12 Juli 2017•Update: 14 Juli 2017
Hayati Nupus
JAKARTA
Pemerintah resmi menerbitkan Peraturan Pemerintah Pengganti Undang-undang (Perppu) Nomor 2 Tahun 2017 Tentang Organisasi Kemasyarakatan (Ormas) sejak 10 Juli 2017. Perppu ini menggantikan UU Nomor 17 Tahun 2013 Tentang Ormas.
Berikut beberapa hal yang harus diketahui dari Perppu Ormas:
Pertama, pasal 59 Perppu melarang Ormas menggunakan nama, lambang, bendera, atribut atau tanda gambar yang sama dengan nama, lambang, bendera atau atribut lembaga pemerintahan, lembaga internasional atau gerakan separatis.
Pasal yang sama juga melarang Ormas menerima atau memberikan sumbangan yang bertentangan dengan peraturan perundang-undangan dan melarang Ormas mengumpulkan dana untuk Parpol.
Kedua, Ormas yang melanggar ketentuan ini akan dikenakan sanksi. Berupa peringatan tertulis, penghentian kegiatan, atau pencabutan status badan hukum. Peringatan tertulis diberikan 1 kali dalam jangka 7 hari kerja.
Ketiga, jika peringatan tertulis dihiraukan, pemerintah akan menghentikan kegiatan. Jika penghentian kegiatan dihiraukan, pemerintah akan mencabut surat keterangan terdaftar atau badan hukum.
Sanksi tersebut juga berlaku bagi Ormas yang didirikan oleh warga negara asing, berikut tambahan sanksi keimigrasian.

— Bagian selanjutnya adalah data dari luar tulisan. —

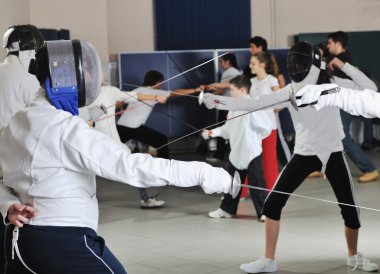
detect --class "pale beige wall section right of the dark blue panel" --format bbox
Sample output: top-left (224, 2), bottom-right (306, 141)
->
top-left (251, 0), bottom-right (380, 48)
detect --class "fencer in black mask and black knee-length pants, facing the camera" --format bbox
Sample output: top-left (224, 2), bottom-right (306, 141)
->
top-left (200, 41), bottom-right (379, 273)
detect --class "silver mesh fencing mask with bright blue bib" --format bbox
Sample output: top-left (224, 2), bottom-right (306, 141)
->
top-left (29, 40), bottom-right (102, 115)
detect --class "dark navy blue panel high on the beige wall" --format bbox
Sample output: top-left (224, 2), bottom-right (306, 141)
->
top-left (154, 0), bottom-right (251, 50)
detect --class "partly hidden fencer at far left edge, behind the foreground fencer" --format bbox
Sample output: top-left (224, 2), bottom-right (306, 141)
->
top-left (0, 25), bottom-right (43, 273)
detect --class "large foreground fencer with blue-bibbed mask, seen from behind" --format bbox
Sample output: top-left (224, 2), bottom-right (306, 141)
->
top-left (0, 40), bottom-right (239, 274)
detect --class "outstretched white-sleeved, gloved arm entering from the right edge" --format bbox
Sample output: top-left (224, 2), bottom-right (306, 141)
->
top-left (297, 84), bottom-right (380, 118)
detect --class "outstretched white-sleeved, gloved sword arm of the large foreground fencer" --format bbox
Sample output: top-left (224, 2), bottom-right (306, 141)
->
top-left (60, 119), bottom-right (240, 197)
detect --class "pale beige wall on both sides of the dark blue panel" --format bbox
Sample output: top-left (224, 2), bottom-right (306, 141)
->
top-left (0, 0), bottom-right (380, 62)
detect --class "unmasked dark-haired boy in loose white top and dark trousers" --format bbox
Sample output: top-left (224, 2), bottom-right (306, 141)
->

Keempat, Perpu melarang Ormas melakukan tindakan kekerasan, mengganggu ketertiban umum atau merusak fasilitas umum dan sosial. Jika ini dilakukan, anggota maupun pengurus Ormas terancam pidana dengan pidana penjara paling lama setahun.
Kelima, Perppu melarang Ormas melakukan tindakan SARA dan penistaan agama yang dianut di Indonesia. Perppu juga melarang Ormas melakukan tugas dan wewenang penegak hokum.
Selain itu, Perppu juga melarang Ormas melakukan gerakan separatis dan menyebarkan ajaran yang bertentangan dengan Pancasila. Jika larangan ini dilanggar, anggota maupun pengurus Ormas terancam pidana penjara paling lama 20 tahun.
Keenam, ketika Perppu ini mulai berlaku, UU Nomor 17 Tahun 2017 tentang Ormas tetap berlaku sepanjang tidak bertentangan dengan Perppu Ormas.